Overview

Richard Hunt is one of the most accomplished sculptors in the history of the United States. His work has been exhibited 12 times at the Museum of Modern Art in New York, including a solo retrospective in 1971 when Hunt was only 35 years old. Titled The Sculpture of Richard Hunt, this was only the third solo exhibition for a black artist in the history of MoMA. The director of that show referred to it as a “mid-career” exhibition, however Hunt is still active in his studio today, more than 50 years later.

 

In addition to holding a BFA in sculpture from The School of the Art Institute of Chicago, Hunt has been awarded honorary degrees from 15 universities, and has served as either an instructor or artist in residence at 21 others.
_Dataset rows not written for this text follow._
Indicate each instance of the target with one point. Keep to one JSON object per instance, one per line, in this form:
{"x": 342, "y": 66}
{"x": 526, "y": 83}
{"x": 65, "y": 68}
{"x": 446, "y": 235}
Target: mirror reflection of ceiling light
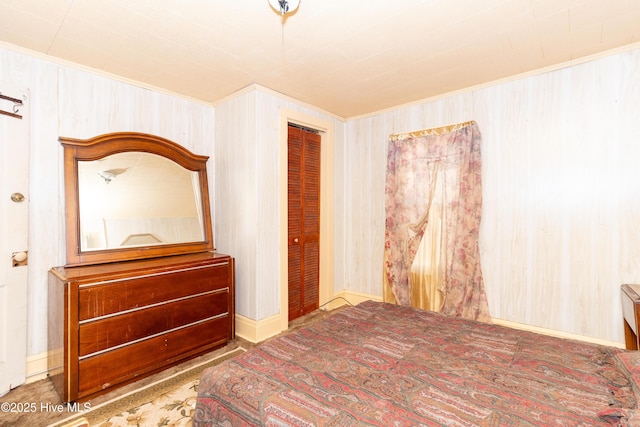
{"x": 111, "y": 174}
{"x": 284, "y": 7}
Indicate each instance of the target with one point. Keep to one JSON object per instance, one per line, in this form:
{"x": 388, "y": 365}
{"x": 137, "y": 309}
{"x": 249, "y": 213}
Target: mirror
{"x": 132, "y": 196}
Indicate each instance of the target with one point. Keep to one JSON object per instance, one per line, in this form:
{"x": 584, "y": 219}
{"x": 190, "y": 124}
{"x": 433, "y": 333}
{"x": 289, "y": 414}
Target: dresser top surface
{"x": 160, "y": 263}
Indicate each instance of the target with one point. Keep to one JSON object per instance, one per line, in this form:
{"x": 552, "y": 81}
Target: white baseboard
{"x": 257, "y": 330}
{"x": 554, "y": 333}
{"x": 37, "y": 367}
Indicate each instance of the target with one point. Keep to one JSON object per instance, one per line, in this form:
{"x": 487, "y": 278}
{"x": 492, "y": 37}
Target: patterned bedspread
{"x": 379, "y": 364}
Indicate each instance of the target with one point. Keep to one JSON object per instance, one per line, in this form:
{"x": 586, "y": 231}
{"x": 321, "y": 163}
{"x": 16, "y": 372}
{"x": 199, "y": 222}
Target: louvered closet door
{"x": 304, "y": 221}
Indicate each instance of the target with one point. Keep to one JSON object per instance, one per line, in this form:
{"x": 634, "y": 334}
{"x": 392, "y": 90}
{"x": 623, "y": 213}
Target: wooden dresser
{"x": 110, "y": 324}
{"x": 631, "y": 314}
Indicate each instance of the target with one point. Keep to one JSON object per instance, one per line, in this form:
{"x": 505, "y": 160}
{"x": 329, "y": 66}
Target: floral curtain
{"x": 433, "y": 200}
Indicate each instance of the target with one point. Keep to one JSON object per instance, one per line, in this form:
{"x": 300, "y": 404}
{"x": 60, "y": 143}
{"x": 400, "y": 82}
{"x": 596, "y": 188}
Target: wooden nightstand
{"x": 631, "y": 315}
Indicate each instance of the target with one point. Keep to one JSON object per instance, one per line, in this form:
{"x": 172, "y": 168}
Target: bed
{"x": 378, "y": 364}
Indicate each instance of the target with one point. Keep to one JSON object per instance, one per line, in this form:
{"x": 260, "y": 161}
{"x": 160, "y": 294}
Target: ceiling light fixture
{"x": 284, "y": 7}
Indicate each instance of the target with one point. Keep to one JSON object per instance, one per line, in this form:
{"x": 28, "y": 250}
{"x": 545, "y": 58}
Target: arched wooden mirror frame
{"x": 101, "y": 146}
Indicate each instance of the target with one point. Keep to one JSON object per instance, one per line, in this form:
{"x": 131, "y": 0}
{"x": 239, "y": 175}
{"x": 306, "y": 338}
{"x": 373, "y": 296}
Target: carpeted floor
{"x": 49, "y": 411}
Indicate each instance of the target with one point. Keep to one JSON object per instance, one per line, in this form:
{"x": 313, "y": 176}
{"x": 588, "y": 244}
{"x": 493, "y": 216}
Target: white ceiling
{"x": 348, "y": 57}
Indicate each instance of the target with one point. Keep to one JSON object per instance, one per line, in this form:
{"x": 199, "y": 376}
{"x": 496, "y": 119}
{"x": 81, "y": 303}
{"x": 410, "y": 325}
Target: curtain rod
{"x": 17, "y": 103}
{"x": 433, "y": 131}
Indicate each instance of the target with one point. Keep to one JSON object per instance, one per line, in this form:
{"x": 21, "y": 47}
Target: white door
{"x": 14, "y": 214}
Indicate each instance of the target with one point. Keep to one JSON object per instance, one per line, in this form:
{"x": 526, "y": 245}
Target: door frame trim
{"x": 327, "y": 239}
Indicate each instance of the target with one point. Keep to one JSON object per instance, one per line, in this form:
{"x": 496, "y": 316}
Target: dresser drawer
{"x": 107, "y": 297}
{"x": 105, "y": 333}
{"x": 126, "y": 363}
His sculptures are included in the collections of many of the most significant cultural institutions in the world, including the Museum of Modern Art, NY; the Smithsonian American Art Museum; the Whitney Museum of American Art; the Metropolitan Museum of Art, New York, NY; Albright-Knox Gallery, Buffalo, NY; Art Institute of Chicago; Denver Art Museum, Denver, CO; Detroit Institute of Arts, Detroit, MI; Tate Modern, London, UK; Milwaukee Art Museum, Milwaukee, WI; Museum of Contemporary Art, Chicago, IL; National Gallery, Washington, DC; and dozens of others.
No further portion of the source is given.